Проанализированные в данной статье теоретические подходы к ритуалу как способу сохранения и передачи содержания социальной памяти позволяют подвести некоторые итоги, фиксирующие сущность ритуала в герменевтической парадигме. Во-первых, ритуал в силу своей непосредственности фиксации содержания памяти, характерной для дописьменных культур, позволяет явить в своем содержании сущность события, отражающегося в социальной памяти, слабо подвергающейся герменевтической интерпретации. «Холодное» воспоминание наиболее полно представляется в ритуале, что формирует более устойчивое содержание памяти, в меньшей мере подверженное девальвации.

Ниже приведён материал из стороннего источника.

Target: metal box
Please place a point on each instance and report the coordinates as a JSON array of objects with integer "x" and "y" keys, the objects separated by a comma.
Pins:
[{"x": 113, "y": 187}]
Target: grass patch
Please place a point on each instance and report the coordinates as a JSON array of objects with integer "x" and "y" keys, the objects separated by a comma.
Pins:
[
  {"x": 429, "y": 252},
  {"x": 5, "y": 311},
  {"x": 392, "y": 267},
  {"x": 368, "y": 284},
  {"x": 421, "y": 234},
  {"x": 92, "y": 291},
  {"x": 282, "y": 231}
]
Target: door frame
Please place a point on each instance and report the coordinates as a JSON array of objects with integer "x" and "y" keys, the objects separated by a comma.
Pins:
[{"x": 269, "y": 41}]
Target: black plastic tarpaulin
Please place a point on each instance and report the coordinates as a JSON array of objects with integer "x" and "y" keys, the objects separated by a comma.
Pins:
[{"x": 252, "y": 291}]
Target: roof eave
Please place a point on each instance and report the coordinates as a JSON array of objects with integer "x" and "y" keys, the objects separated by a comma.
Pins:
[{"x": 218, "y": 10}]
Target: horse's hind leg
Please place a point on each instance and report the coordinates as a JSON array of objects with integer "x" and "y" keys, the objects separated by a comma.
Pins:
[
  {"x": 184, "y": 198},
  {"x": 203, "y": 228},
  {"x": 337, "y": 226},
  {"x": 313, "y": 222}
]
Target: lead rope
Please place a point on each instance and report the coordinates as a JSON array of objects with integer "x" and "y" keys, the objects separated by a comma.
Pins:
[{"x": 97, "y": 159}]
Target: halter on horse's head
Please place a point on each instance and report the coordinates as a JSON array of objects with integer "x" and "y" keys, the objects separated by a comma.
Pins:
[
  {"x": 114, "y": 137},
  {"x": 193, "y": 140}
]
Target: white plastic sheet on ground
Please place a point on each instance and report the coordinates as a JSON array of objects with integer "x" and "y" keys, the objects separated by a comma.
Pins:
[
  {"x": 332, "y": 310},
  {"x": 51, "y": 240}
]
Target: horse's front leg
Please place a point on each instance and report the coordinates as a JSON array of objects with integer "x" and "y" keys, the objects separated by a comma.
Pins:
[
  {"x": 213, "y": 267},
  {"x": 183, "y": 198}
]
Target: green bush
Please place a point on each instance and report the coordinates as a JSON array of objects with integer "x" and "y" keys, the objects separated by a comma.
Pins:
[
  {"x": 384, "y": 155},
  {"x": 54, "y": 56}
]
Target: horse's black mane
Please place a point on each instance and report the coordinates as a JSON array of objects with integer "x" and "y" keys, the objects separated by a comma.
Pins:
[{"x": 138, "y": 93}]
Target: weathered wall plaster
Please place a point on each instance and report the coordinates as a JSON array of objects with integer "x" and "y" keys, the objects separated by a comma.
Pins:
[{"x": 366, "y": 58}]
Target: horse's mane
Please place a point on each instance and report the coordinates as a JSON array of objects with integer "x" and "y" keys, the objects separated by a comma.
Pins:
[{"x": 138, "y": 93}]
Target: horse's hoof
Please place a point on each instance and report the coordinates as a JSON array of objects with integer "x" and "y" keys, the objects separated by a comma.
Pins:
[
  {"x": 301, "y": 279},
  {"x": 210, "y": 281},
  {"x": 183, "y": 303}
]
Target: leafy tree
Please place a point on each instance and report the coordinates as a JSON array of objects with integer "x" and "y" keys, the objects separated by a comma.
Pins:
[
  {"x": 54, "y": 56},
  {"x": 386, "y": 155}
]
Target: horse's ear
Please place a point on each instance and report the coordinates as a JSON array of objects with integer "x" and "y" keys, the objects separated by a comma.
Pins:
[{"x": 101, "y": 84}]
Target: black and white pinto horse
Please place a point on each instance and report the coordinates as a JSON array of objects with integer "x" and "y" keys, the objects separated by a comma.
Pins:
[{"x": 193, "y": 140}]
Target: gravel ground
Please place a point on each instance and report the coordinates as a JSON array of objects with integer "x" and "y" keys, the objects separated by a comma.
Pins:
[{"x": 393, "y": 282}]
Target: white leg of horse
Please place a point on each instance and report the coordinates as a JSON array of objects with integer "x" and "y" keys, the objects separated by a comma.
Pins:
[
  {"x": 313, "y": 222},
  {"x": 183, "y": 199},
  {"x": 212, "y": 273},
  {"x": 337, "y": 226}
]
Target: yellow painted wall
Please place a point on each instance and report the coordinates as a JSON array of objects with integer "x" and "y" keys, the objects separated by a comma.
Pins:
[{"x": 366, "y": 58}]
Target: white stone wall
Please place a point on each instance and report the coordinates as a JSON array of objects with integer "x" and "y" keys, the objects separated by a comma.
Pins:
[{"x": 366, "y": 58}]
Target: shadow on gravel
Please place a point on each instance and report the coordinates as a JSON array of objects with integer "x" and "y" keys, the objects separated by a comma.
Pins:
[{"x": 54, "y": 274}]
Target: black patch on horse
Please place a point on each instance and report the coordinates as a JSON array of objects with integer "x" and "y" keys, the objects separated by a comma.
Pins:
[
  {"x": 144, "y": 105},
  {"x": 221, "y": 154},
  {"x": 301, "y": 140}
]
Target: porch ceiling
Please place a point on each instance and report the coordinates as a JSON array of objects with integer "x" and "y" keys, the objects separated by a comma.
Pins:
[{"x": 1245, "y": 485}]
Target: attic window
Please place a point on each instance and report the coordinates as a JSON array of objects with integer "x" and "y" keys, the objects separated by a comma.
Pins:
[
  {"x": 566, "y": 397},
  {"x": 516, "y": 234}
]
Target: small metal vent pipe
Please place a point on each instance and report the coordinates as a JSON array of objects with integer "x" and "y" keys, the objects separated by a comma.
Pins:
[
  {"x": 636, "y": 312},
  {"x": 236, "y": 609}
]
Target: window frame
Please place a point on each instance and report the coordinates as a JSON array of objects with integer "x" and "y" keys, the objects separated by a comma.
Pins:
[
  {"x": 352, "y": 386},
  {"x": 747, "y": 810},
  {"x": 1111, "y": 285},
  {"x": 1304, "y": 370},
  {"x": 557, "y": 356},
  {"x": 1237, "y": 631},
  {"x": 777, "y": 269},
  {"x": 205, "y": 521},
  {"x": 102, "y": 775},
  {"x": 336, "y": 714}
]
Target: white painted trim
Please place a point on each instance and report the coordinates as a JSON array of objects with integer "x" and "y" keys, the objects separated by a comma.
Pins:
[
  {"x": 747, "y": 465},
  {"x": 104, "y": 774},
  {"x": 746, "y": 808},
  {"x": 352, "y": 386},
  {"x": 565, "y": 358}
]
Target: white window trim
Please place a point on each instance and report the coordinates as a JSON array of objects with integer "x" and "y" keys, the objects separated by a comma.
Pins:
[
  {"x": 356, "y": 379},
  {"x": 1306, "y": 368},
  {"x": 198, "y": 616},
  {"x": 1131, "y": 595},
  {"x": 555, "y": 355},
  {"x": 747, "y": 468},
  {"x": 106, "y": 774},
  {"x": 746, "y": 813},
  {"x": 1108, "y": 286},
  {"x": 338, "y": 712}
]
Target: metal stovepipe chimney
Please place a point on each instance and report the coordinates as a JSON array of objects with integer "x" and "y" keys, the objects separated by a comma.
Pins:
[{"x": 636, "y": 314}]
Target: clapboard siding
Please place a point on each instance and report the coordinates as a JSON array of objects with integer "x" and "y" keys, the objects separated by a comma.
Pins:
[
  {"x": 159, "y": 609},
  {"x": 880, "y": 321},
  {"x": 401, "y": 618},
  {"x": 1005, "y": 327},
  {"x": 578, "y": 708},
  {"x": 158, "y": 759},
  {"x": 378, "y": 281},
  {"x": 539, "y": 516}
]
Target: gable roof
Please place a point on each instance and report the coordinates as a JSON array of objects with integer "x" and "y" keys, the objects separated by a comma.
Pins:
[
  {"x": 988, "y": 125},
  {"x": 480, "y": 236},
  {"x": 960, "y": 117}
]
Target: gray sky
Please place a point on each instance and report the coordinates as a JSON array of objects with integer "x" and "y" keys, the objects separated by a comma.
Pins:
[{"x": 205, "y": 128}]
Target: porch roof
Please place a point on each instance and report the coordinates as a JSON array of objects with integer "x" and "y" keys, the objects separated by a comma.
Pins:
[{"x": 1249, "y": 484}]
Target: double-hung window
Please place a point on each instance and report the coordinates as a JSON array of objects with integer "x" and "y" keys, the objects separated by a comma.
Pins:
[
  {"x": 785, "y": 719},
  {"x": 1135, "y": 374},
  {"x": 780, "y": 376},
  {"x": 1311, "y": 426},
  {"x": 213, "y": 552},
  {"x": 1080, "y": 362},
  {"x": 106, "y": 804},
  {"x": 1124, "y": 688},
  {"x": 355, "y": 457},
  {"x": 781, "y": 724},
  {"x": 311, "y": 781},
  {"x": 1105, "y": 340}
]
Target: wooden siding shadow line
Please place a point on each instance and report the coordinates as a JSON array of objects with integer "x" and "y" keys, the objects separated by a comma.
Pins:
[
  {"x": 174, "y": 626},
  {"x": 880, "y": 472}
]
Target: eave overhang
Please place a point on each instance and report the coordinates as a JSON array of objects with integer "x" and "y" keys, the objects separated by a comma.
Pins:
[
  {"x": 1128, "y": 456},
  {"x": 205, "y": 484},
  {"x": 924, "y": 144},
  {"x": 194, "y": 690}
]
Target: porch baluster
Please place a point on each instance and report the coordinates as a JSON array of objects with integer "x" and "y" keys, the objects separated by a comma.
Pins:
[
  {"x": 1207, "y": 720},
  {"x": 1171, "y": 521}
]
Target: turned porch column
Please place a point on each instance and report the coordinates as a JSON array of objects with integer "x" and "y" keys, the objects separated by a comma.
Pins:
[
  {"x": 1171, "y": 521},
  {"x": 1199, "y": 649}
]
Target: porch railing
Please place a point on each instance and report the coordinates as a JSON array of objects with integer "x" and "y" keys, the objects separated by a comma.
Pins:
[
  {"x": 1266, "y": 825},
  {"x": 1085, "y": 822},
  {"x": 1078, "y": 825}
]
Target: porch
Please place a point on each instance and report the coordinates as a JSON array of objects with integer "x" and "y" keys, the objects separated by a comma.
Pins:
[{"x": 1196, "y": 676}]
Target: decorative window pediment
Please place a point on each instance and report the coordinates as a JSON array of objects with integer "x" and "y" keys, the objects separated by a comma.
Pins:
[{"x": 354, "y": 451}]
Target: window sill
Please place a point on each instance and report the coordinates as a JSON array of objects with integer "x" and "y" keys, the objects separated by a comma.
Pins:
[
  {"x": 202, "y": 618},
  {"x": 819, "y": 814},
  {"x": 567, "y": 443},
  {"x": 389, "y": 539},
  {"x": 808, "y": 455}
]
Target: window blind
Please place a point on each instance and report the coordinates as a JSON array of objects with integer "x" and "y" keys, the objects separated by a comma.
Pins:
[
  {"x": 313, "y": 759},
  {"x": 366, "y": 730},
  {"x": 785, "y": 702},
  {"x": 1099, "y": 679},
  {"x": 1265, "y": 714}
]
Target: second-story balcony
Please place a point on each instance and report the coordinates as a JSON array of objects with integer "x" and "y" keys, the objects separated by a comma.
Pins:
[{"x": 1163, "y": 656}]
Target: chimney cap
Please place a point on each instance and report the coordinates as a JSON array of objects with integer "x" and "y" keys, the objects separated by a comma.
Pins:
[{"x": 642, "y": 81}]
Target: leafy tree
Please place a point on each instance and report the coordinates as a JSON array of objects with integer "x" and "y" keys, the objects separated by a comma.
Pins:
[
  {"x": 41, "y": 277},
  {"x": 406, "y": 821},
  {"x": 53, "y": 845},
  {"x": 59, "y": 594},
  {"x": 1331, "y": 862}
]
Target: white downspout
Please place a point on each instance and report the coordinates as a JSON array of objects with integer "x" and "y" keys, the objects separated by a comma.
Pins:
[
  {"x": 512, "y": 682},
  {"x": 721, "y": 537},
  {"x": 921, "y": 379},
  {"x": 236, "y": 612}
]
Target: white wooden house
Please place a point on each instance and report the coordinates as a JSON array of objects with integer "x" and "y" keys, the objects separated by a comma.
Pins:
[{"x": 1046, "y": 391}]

Во-вторых, ритуал, включая в свое содержание активное действие (жесты, танцы, определенные магические движения), более ориентирован на активность человека, который в ритуале, как уже было отмечено, переносится не в деонтическую, а в гипотетическую модальность, обретая именно там свою сублимированную иденти-фикацию.
ЛИТЕРАТУРА
1. Assmann J. Das kulturelle Gedächtnis Schrift, Erinnerung und politische Identität in frühen Hochkulturen. München, 2000. 344 S.
2. Малиновский Б. Научная теория культуры. М.: ОГИ, 1999. 208 с.
3. Лотман Ю.М. Внутри мыслящих миров: Человек. Текст. Семиосфера. М.: Наука, 1996. 447 с.